来る7月1日、中華人民共和国を統治する中国共産党は結党100年を迎える。
この共産党の「今」を理解し、「将来」を展望するには、この100年の歴史への理解が欠かせない。論語にある「温故知新」の実践だ。
共産党は1921年7月、わずか50人の党員、13人の代表で結成された。その後、中国国民党との協調(合作)と内戦、1949年の新中国の建国、大躍進と文化大革命、改革開放政策への転換、天安門事件、北京オリンピックと上海万博を経て、現在の習近平(シー・ジンピン)時代を迎えた。

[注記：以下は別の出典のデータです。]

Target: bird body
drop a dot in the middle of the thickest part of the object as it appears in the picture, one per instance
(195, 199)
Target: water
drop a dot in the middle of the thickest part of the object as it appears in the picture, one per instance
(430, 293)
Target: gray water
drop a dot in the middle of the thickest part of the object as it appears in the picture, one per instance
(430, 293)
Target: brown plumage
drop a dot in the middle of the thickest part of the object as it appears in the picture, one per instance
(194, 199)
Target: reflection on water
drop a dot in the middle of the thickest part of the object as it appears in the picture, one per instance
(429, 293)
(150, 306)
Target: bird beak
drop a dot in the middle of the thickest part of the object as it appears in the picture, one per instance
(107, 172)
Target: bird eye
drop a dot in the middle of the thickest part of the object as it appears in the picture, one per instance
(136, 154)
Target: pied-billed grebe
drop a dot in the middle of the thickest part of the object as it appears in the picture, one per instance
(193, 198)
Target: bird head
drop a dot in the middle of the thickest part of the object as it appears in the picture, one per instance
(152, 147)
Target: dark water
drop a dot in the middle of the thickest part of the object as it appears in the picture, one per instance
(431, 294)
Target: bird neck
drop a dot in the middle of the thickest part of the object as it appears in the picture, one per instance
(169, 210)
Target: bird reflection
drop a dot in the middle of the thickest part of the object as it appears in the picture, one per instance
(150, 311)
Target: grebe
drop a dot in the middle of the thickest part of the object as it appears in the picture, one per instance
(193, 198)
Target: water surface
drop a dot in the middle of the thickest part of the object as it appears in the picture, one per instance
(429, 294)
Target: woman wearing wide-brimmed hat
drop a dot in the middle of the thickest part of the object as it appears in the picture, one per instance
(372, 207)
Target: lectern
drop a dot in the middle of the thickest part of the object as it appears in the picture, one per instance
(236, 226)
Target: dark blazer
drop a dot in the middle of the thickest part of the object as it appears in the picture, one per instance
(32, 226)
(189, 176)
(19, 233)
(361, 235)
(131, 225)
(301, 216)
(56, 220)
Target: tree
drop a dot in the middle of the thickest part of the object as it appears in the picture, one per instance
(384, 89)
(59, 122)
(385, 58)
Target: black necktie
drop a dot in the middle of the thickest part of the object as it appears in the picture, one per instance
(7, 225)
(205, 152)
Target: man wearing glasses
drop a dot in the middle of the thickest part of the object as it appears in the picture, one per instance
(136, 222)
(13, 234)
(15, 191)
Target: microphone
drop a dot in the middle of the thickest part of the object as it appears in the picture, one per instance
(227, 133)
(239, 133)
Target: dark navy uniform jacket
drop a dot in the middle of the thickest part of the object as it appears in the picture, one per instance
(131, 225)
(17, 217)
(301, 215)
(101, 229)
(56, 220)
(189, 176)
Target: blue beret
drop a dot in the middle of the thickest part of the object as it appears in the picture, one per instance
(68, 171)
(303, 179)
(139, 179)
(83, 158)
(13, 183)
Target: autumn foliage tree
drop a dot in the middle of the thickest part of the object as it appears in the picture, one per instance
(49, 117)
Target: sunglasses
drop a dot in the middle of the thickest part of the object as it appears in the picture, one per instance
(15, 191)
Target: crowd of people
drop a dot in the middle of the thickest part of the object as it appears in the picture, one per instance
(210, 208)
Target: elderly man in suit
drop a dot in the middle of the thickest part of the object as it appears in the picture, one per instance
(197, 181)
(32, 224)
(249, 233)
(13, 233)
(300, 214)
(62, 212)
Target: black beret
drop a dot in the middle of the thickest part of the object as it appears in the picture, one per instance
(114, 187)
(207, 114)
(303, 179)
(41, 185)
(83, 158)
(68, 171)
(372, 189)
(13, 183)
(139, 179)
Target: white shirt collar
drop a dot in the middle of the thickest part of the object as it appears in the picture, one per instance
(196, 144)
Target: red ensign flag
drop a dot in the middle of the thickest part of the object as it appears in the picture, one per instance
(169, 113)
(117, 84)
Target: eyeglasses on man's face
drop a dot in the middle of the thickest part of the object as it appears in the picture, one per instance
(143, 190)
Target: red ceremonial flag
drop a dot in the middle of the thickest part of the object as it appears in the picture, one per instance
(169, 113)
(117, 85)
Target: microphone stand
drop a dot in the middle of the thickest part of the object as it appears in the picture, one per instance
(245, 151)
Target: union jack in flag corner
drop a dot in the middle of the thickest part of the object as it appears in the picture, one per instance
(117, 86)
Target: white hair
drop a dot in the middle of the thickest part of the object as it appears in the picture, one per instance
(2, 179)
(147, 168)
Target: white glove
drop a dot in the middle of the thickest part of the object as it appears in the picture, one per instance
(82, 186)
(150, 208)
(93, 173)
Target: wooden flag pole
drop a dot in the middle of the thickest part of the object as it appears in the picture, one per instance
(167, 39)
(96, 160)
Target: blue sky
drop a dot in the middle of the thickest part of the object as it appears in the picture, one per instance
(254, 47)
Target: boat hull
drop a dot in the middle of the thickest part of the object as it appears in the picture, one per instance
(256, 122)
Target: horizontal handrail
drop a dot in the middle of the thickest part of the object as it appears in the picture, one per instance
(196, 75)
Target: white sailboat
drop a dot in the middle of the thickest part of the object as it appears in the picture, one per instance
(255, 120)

その間に、党員数は9200万人(2020年末)を超える規模に拡大し、インド人民党と並ぶ世界最大級の政党となった。その構成員は、ホワイトカラー層が労働者・農牧漁業従事者を上回る。かつての「階級政党」は「エリートの党」に姿を変えた。その主な任務も、「共産主義社会の実現」から、「富強中国の実現」「中華民族の偉大な復興」という民族主義的な主張に変わった。
この100年を天児慧・早稲田大学名誉教授に概観していただく。『中華人民共和国史』や『巨龍の胎動 毛沢東 vs. 鄧小平』などの著書がある中国研究の重鎮だ。キーパーソンはもちろん、毛沢東、鄧小平、そして習近平だ。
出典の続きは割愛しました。